William Warfield
William Caesar Warfield (January 22, 1920 – August 25, 2002) was an American concert bass-baritone singer and actor, known for his appearances in stage productions, Hollywood films, and television programs. A prominent African American artist during the Civil Rights era, he worked with many notable artists, represented the United States during foreign tours, taught at academic institutions, and earned numerous accolades, including a Grammy Award in 1984.
William Warfield
August 25, 2002
Eastman School of Music (B.M. 1942, M.M. 1946)
- singer
- actor
- professor
Biography[edit]
Early life and career[edit]
Warfield was born in West Helena, Arkansas, the oldest of five sons of a Baptist minister.[1] He grew up in Rochester, New York, where his father was the pastor of Mt. Vernon Church. In 1938, as a senior at Washington High School in Rochester, he won the Music Educators National Song Competition in St. Louis and expressed an interest in pursuing a career on the concert stage.[2] Inducted into the U.S. Army in November 1942 during World War II, Warfield, a senior at the Eastman School of Music, presented his graduation recital before an overflow audience at Kilbourn Hall, Eastman Theater on November 18. He attended his graduation ceremony the following May in military uniform.[3] After earning his bachelor's degree in 1942 and serving in the military, he returned to the Eastman School to complete a master's degree in 1946.[4]

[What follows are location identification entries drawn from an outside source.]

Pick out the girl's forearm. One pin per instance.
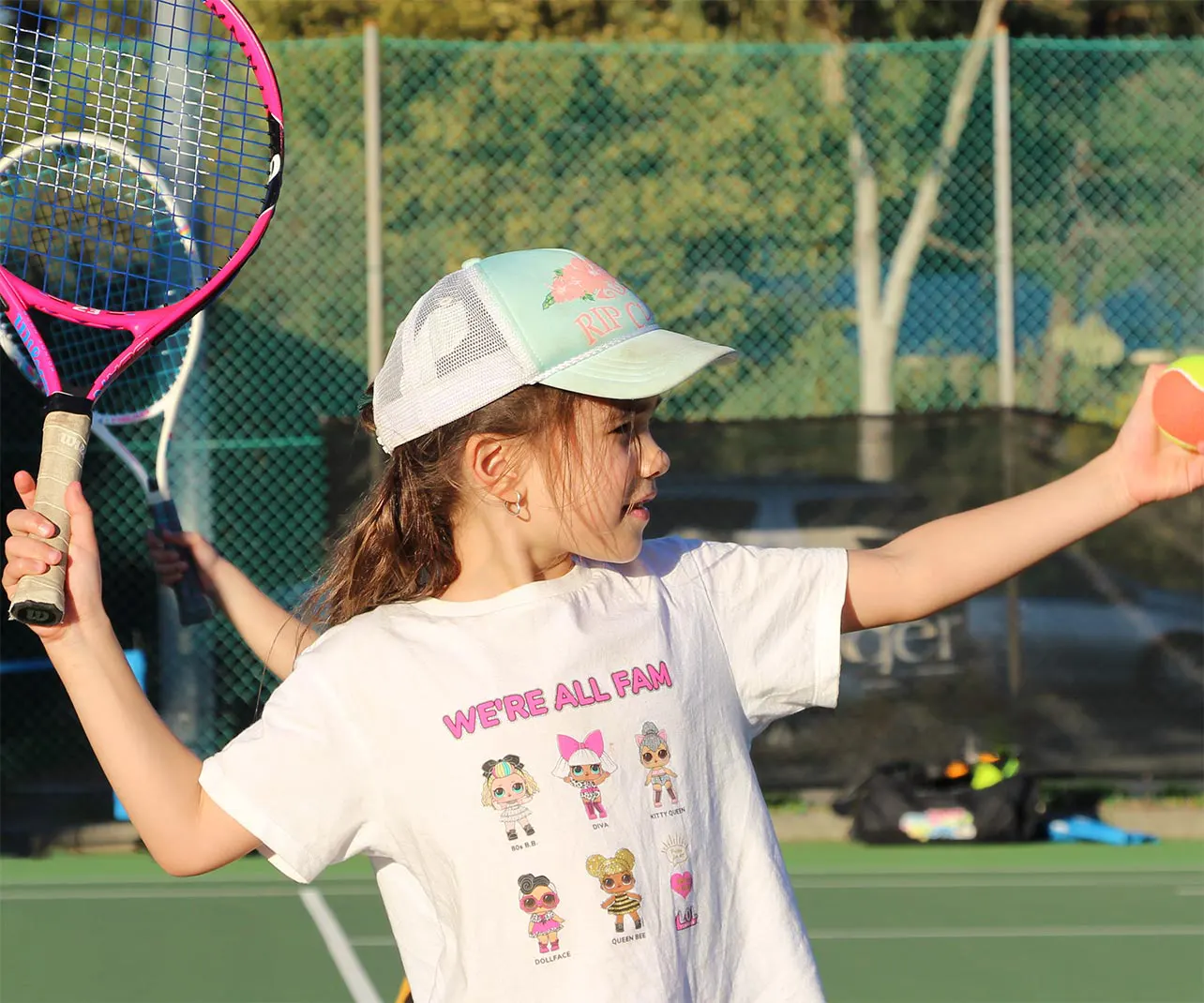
(272, 634)
(952, 559)
(151, 771)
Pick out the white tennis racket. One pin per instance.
(153, 385)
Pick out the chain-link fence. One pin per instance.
(716, 182)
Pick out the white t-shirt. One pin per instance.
(386, 741)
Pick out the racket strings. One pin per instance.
(177, 90)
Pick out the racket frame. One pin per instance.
(40, 600)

According to a recent exhibit about WWII, Warfield was one of less than one hundred African American members of the Ritchie Boys, thousands of soldiers who were trained at Fort Ritchie, Maryland. It was an intelligence center where hundreds of Jewish recruits who fled Nazi Germany for the United States were trained to interrogate their one-time countrymen. According to the exhibit at the Zekelman Holocaust Memorial Center in Farmington Hills, Michigan, Warfield was brought to the camp because of his strong German skills which he perfected while studying music. Because of segregation, his skills were never put to use.
According to Warfield, upon induction into the Army he was initially assigned to the ordnance department to be a truck driver, but after he objected, citing his language skills, he was assigned to Ft. Ritchie, where he was in charge of stage shows and spoke fluently with German, Italian and French soldiers in their native languages.[5]
He was discharged from the Army, where he had served in military intelligence, in 1946. Later that year he was cast in the road show tour of Call Me Mister. According to Warfield, that road show cast included William Marshall, Carl Reiner, Buddy Hackett and Bob Fosse. Over the next three years he also appeared in "Set My People Free" and the opera Regina, while also studying with Yves Tinayre and Otto Herz of the veteran's training program of the American Theatre Wing.[6][5]
He gave his recital debut in New York's Town Hall on March 19, 1950. He was quickly invited by the Australian Broadcasting Corporation to tour Australia and give 35 concerts. In 1952, Warfield performed in Porgy and Bess during a tour of Europe sponsored by the U.S. State Department (he made six separate tours for the US Department of State, more than any other American solo artist). In this production, he played opposite the opera star Leontyne Price, whom he soon married, but the demands of two separate careers left them little time together. They divorced in 1972, but were featured together in a 1963 studio recording of excerpts from Porgy and Bess.
In 1969 he participated in an oratorio in Riverside Park with youth from the New York All-City High School Chorus as a public service. His dear friend and colleague Marian Anderson invited the youth to her home in Connecticut afterwards. Warfield accompanied the youth; it was the same weekend as the Woodstock Festival that some of the youth’s friends went to instead.
In 1975 he accepted an appointment as Professor of Music at the University of Illinois at Urbana-Champaign. He later became Chairman of the Voice Department. In 1994, he moved to Northwestern University's School of Music, where he stayed until his death.
Membership of organizations[edit]
Warfield was active in many organizations, after appearing as the featured artist at the 50th year convention of the National Association of Negro Musicians [2], he became active with the organization, serving as its president for two terms. He later served on the boards of the [3] NANM and the Schiller Institute. After joining the Schiller Institute in 1996, he began to collaborate with acclaimed vocal coach Sylvia Olden Lee in a project to save the performance tradition of the Negro spiritual.[10] During the final years of his life, from 1999 to 2002, he performed regularly at Schiller Institute biannual conferences, often with Olden Lee as his accompanist, and the two of them traveled the country conducting singing workshops for members of the LaRouche Youth Movement.[11] Warfield was made an honorary member of the Delta Lambda chapter of Phi Mu Alpha Sinfonia at Ball State University in 1961, and awarded the Fraternity's Charles E. Lutton Man of Music Award in 1976 at its national convention in Evansville, Indiana.
Legacy[edit]
The William Warfield Scholarship Fund was formed in 1977 to support young African American classical singers at the Eastman School of Music. His nephew, Thomas Warfield, has presided over the fund. Recipients include Claron McFadden and Nicole Cabell.[12]